Durante o pronunciamento, Marinor afirmou que apresentou um projeto para estabelecer as bases de uma política municipal de atenção às emergências climáticas e outro para instituir um programa de justiça climática direcionado às periferias e favelas da cidade. De acordo com a vereadora, as duas iniciativas foram deixadas de lado, algumas barradas na Comissão de Justiça e outras sem sequer serem levadas ao plenário para discussão.
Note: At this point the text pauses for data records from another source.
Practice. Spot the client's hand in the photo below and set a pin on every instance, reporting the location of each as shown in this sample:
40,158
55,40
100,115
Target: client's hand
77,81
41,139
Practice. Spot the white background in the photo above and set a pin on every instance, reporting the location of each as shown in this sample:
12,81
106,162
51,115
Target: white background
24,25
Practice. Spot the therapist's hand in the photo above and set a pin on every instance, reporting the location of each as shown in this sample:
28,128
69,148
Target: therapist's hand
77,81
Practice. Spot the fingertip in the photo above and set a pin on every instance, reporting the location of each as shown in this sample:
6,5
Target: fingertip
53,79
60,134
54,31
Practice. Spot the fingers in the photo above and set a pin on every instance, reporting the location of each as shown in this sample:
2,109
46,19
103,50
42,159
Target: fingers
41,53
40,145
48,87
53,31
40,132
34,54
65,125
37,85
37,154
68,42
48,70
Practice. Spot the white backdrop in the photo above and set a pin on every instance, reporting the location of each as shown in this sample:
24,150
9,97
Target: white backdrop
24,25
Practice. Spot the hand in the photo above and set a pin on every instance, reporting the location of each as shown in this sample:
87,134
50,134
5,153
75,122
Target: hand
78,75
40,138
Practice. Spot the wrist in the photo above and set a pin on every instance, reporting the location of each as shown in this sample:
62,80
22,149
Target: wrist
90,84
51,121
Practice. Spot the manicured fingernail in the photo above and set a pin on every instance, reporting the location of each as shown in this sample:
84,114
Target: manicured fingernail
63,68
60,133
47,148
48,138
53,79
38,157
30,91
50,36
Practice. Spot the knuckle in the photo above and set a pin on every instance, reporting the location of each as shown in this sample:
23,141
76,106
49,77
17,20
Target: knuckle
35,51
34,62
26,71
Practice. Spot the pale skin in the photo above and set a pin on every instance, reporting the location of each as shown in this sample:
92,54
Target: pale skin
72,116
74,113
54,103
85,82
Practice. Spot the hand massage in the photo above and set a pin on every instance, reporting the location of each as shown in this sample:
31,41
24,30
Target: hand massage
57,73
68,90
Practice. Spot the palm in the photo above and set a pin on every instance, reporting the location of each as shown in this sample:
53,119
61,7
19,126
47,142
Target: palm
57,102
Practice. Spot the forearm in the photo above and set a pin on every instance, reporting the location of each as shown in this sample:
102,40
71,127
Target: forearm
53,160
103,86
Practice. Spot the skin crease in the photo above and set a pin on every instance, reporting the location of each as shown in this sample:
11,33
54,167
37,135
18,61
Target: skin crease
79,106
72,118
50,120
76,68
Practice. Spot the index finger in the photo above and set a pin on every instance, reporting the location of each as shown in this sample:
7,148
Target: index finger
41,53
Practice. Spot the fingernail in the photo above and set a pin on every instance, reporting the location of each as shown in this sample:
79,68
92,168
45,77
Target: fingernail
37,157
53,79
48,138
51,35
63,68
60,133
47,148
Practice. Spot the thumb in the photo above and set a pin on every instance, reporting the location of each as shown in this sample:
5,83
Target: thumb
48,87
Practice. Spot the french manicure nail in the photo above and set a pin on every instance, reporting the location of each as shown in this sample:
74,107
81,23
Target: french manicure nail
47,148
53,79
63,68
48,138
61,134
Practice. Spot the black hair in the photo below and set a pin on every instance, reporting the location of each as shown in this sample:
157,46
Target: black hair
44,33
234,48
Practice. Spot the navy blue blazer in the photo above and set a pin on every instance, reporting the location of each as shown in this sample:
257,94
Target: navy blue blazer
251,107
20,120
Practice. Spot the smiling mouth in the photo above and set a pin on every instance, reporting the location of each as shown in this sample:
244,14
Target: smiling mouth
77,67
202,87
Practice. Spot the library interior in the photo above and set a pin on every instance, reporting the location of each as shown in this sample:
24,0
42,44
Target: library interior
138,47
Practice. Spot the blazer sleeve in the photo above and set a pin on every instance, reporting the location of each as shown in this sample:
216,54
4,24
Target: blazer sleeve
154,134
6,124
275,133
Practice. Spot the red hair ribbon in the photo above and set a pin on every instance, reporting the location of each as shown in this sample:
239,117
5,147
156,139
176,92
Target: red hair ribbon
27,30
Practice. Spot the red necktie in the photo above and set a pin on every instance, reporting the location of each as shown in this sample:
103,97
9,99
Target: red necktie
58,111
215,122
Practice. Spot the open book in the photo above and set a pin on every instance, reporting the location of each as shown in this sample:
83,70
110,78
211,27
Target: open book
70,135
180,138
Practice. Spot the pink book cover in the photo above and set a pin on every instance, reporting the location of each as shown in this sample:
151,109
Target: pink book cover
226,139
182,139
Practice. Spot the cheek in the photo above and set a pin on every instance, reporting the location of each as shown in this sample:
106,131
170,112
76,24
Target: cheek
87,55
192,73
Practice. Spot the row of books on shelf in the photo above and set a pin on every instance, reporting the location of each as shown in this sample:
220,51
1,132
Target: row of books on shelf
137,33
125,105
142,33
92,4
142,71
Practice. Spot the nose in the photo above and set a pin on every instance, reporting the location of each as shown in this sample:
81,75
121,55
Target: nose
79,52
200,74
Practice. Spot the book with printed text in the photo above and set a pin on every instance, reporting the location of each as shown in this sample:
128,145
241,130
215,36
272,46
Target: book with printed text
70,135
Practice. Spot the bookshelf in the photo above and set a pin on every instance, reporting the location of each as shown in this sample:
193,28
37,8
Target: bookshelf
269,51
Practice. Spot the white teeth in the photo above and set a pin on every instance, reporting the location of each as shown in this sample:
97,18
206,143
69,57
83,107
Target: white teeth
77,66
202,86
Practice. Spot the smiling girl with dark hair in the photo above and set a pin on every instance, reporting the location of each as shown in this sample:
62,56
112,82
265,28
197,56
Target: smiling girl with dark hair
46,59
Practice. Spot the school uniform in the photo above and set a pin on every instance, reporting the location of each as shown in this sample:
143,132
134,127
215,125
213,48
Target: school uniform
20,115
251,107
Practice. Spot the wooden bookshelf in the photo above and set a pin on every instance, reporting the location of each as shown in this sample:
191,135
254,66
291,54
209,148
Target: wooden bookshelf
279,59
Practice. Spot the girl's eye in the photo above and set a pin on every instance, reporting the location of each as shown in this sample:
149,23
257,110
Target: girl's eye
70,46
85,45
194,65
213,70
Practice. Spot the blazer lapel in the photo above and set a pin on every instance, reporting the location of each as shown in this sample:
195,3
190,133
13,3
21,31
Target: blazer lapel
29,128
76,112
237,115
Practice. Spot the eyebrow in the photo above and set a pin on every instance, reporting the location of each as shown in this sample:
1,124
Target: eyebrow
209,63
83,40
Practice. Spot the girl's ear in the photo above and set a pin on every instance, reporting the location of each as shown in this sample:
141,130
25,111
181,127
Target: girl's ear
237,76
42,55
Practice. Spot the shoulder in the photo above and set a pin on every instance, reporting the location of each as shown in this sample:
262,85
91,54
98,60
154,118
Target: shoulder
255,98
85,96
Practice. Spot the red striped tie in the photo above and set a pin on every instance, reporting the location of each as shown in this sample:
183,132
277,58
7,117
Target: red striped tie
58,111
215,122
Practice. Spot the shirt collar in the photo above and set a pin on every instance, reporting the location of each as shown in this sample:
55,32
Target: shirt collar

“Esses dois projetos estão aí nas gavetas”, afirmou a parlamentar, ao criticar a falta de prioridade dada a medidas que poderiam preparar Belém para enfrentar eventos extremos cada vez mais frequentes. Para ela, se políticas preventivas já estivessem em execução, os danos provocados pelas chuvas recentes poderiam ter sido significativamente menores para a população que vive nas áreas mais pobres.
As chuvas registradas nos últimos dias transformaram ruas em rios, invadiram casas e deixaram moradores ilhados em vários pontos da cidade. Para Marinor, o que se viu não foi apenas consequência da chuva, mas o retrato de uma gestão que continua reagindo à crise em vez de preveni-la.
“Não adianta, num momento como esse de chuva, de crise, de alagamentos, que destrói os sonhos de famílias e coloca em risco as famílias da periferia, fazer apenas proselitismo político”, declarou.
A vereadora também voltou a cobrar explicações sobre a paralisação das obras de macrodrenagem da Bacia do Mata-Fome e questionou a aplicação dos recursos anunciados para obras de micro e macrodrenagem na cidade ao longo dos últimos anos. Segundo ela, enquanto bairros inteiros enfrentam prejuízos a cada temporal, a população segue sem respostas sobre investimentos que nunca chegaram às áreas mais afetadas.
Marinor afirmou que os alagamentos recorrentes em Belém não podem mais ser tratados como episódios isolados, mas como um problema estrutural agravado pela ausência de políticas públicas voltadas às comunidades periféricas, historicamente mais expostas aos efeitos da crise climática. “Quem foi eleito para fazer a gestão da cidade tem que responder pelos problemas da cidade”, disse.
Ao encerrar o discurso, a parlamentar reforçou que continuará pressionando o Executivo municipal para que a cidade adote medidas concretas de adaptação climática e proteção social. Segundo ela, enquanto projetos seguem engavetados, a população mais pobre continua pagando o preço da omissão do poder público. “Eu vou seguir cobrando responsabilidades das secretarias municipais e do gestor municipal”, concluiu.